Last night whilst (oh yes, whilst) brushing my teeth, I had an epiphany. I realized that instead of re-installing Linux on a new USB stick, I could use dd to duplicate one USB stick onto another. I tried it, and sure enough, it works almost perfectly. I say almost because there was one minor problem that I will get to in a minute. Firstly though…​ The command dd is used for making bit-for-bit duplicates or data. In this case, we’re duplicating the exact bits on one device (a USB stick) to another device (another USB stick). You can actually use dd to duplicate most Linux ISO installation files onto a USB stick as well. It works very similarly to burning a CD. Now that that’s explained, here’s the command I used.

Assuming my source USB stick is at /dev/sdb and my destination stick is at /dev/sdc (partitions don’t matter here because we’re duplication the entire drive, not just one partition).

dd if=/dev/sda of=/dev/sdb

(The if is the "input file" and of is the "output file") That will likely take a while. For me it ran at 2.3 megabytes per second. Yours might run a bit slower as my destination USB stick has an average write speed of 25 MBps which is a bit higher than typical USB sticks (many thanks to Newegg for the great price). On the flip side, my source usb stick was starting to fail, so it might go way faster. I’m not really sure.

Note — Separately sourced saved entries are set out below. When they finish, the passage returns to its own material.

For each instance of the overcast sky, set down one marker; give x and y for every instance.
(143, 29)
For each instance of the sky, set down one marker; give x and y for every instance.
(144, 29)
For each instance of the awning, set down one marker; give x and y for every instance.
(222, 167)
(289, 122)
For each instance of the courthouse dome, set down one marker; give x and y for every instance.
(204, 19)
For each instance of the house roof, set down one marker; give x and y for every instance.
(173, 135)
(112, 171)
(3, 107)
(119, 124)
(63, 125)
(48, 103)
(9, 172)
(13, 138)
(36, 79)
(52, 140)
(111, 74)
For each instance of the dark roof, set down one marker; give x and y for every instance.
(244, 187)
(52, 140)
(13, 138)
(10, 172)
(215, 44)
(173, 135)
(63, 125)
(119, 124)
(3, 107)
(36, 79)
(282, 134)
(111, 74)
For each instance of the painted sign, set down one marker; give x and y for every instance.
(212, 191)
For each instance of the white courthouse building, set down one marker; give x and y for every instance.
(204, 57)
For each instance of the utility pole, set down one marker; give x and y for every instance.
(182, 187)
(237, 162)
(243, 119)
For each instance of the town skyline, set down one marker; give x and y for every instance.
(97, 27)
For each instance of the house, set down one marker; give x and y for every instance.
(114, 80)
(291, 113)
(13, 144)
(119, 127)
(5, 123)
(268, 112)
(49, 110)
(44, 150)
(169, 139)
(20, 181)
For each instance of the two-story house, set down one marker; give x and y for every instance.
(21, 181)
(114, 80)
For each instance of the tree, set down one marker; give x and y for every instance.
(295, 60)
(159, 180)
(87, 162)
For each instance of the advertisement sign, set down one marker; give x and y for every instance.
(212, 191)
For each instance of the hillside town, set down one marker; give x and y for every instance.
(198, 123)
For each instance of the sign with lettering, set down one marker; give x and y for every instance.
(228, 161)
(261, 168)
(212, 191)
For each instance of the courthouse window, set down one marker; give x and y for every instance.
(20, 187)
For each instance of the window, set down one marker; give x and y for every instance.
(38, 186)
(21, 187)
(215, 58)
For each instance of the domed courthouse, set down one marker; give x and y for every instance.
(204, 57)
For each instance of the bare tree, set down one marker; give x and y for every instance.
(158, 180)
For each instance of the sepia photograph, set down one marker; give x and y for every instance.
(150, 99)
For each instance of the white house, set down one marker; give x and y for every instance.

Okay, now that one issue I had.

Two different 8 gigabyte USB sticks (that’s what I used) are likely not going to have the exact same amount of space on them. If your destination USB stick is even slightly smaller than your source disk, you’ll miss some data due to the disk being full (in the case of dd, even empty space has bits in it that get transferred). This will cause problems for you because the filesystem will say that it starts here and ends there, when the actual partition ends earlier than expected. While this likely won’t cause issues for you other than your machine complaining about it, it could result in some data loss. Either way, the way we get around this issue is really simple. Once you’ve duplicated your USB stick and booted the new one, you should see the following error:

The filesystem size (according to the superblock) is derpderpderp blocks The
physical size of the device is blerdibler blocks
Either the superblock or the partition table is likely to be corrupt!

Just run this command and it should solve your issue

resize2fs /dev/sd-lastpartition

In my case that command was resize2fs /dev/sdb4 (my /home partition).

May there be utility USB sticks for all!